Il film che inaugura la sezione è The Dark and the Wicked, quarto film da regista di Bryan Bertino, tra i registi indipendenti di horror più apprezzati. Racconto basato su alcuni topoi del genere: fratello e sorella tornano nella casa di campagna per assistere il padre in fin di vita e aiutare la madre, ma una presenza maligna li assedierà dentro quella casa e quel mondo diroccato.



Bertino (autore del riuscito dittico The Strangers) percorre le strade dell’horror rurale ponendosi da subito in netto contrasto con le pratiche industriali del genere, ritmi lenti, movimenti di macchina striscianti e quasi impercettibili, la costruzione di un’atmosfera opprimente e uno stile di regia geometrico al posto dei sobbalzi e delle urla del genere in senso mainstream. Un approccio che però non è arty, non cerca di travalicare il genere come fanno Ari Aster (Midsommar, Hereditary) o Robert Eggers (The VVitch, The Lighthouse), ma ci lavora all’interno per parlare di una certa America.



Nella descrizione di una famiglia che il male – in senso fisico e metafisico – sta distruggendo, facendo marcire, Bertino racconta l’America profonda e il suo disagio, la battaglia quotidiana (e per questo davvero epica) per tirarsi fuori da paludi socio-culturale e ideologiche che vogliono relegare quell’America al passato: non a caso, il film è ambientato in Texas, culla della cultura reazionaria e retrograda a stelle e strisce, la cultura che ha generato la famiglia cannibale di Non aprite quella porta e da cui i due fratelli protagonisti vorrebbero provare a emanciparsi, osservando la disperazione dei genitori nel non riuscire mai a fuggire da loro stessi.
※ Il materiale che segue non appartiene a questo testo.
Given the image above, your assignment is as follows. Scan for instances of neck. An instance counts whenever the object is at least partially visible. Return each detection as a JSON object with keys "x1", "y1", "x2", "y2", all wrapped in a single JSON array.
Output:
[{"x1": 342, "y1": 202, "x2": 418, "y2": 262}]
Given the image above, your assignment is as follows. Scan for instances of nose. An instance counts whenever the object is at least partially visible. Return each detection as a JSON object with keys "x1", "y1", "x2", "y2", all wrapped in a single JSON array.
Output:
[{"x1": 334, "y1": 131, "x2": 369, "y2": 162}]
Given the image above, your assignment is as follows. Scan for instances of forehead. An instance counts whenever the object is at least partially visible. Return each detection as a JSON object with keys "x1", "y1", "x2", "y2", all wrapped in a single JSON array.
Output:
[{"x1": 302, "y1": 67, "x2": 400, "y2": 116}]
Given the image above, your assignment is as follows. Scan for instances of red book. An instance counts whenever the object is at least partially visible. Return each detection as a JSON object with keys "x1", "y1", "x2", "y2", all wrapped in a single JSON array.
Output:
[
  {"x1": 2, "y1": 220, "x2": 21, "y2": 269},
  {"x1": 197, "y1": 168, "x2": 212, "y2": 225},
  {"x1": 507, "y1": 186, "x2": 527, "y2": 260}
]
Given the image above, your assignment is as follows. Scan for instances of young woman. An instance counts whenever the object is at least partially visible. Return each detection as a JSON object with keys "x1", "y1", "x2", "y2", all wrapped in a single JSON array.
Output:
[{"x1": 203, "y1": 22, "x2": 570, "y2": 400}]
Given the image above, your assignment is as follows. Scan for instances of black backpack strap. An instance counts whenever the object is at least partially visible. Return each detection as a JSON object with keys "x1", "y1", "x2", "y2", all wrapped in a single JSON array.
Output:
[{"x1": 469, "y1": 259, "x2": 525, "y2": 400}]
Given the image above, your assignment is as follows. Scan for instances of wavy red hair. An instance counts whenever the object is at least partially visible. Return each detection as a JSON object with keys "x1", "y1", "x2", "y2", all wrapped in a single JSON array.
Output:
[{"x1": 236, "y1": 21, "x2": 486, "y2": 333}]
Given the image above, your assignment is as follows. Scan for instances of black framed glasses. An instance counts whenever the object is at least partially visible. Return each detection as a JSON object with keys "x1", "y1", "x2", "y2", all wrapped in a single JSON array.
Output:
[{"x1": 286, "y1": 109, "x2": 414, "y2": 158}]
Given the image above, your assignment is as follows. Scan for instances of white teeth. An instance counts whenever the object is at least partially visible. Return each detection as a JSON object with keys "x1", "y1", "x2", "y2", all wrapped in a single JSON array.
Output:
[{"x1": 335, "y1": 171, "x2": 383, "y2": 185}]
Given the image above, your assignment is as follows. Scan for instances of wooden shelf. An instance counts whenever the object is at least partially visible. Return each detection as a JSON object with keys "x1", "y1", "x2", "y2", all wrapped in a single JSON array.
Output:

Non è un horror politico in questo senso, come quelli quasi didascalici di Jordan Peele (Get Out, Noi), ma lavora interiorizzando il tema, rendendolo l’humus da cui partire, utilizzando in modo intelligente la metafora, guardando alla storia del cinema – il prete che ricorda La morte corre sul fiume -, ma soprattutto usando gli elementi della messinscena, come la musica di Tom Schraeder e la bellissima fotografia di Tristan Nyby per creare un’atmosfera ripetitiva, ossessiva e opprimente, spietata perché irrazionale e incomprensibile, in cui il male non ha corpo, non ha presenza, ma dà corpo all’orrore che ci portiamo dentro.

The Dark and the Wicked è una variazione su molti temi classici del genere, che proprio dal riconoscimento di meccanismi consolidati trae il suo piacere e la sua forza, ma è anche una prova sicura di talento per un regista che sa far parlare l’orrore e le sue dinamiche, che non le piega a una volontà didattica, ma chiede allo spettatore di capirne il senso. E infatti non dà risposte, pone solo domande inquiete. E tristi.